Safe Haskell | None |
---|---|
Language | Haskell2010 |
If you're accustomed to working with text in almost any other programming
language, you'd be aware that a "string" typically refers to an in-memory
array of characters. Traditionally this was a single ASCII byte per
character; more recently UTF-8 variable byte encodings which dramatically
complicates finding offsets but which gives efficient support for the entire
Unicode character space. In Haskell, the original text type, String
, is
implemented as a list of Char
which, because a Haskell list is implemented
as a linked-list of boxed values, is wildly inefficient at any kind of
scale.
In modern Haskell there are two primary ways to represent text.
First is via the [rather poorly named] ByteString
from the bytestring
package (which is an array of bytes in pinned memory). The
Data.ByteString.Char8 submodule gives you ways to manipulate those arrays as
if they were ASCII characters. Confusingly there are both strict
(Data.ByteString
) and lazy (Data.ByteString.Lazy
) variants which are often
hard to tell the difference between when reading function signatures or
haddock documentation. The performance problem an immutable array backed data
type runs into is that appending a character (that is, ASCII byte) or
concatonating a string (that is, another array of ASCII bytes) is very
expensive and requires allocating a new larger array and copying the whole
thing into it. This led to the development of "builders" which amortize this
reallocation cost over time, but it can be cumbersome to switch between
Builder
, the lazy ByteString
that results, and then having to inevitably
convert to a strict ByteString
because that's what the next function in your
sequence requires.
The second way is through the opaque Text
type of Data.Text from the
text package, which is well tuned and high-performing but suffers from the
same design; it is likewise backed by arrays. (Historically, the storage
backing Text objects was encoded in UTF-16, meaning every time you wanted to
work with unicode characters that came in from anywhere else and which
inevitably were UTF-8 encoded they had to be converted to UTF-16 and copied
into a further new array! Fortunately Haskell has recently adopted a UTF-8
backed Text
type, reducing this overhead. The challenge of appending pinned
allocations remains, however.)
In this package we introduce Rope
, a text type backed by the 2-3
FingerTree
data structure from the fingertree package.

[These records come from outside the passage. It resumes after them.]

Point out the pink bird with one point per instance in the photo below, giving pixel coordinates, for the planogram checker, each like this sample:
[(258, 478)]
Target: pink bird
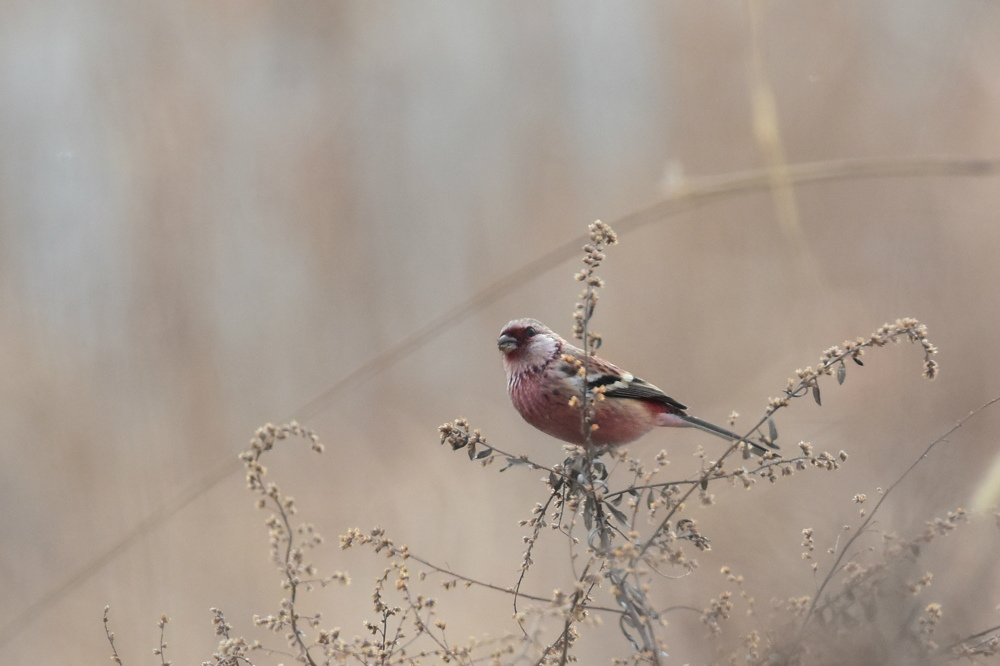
[(543, 377)]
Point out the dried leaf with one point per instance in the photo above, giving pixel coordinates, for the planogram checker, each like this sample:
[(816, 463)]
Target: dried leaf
[(619, 516)]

This is not an uncommon solution in many languages as finger trees support
exceptionally efficient appending to either end and good performance inserting
anywhere else (you often find them as the backing data type underneath text
editors for this reason). Rather than Char
the pieces of the rope are
ShortText
from the text-short package, which are UTF-8
encoded and in normal memory managed by the Haskell runtime. Conversion from
other Haskell text types is not O(1) (UTF-8 validity must be checked, or
UTF-16 decoded, or...), but in our benchmarking the performance has been
comparable to the established types and you may find the resultant interface
for combining chunks is comparable to using a Builder, without being forced to
use a Builder.
Rope
is used as the text type throughout this library. If you use the
functions within this package (rather than converting to other text types)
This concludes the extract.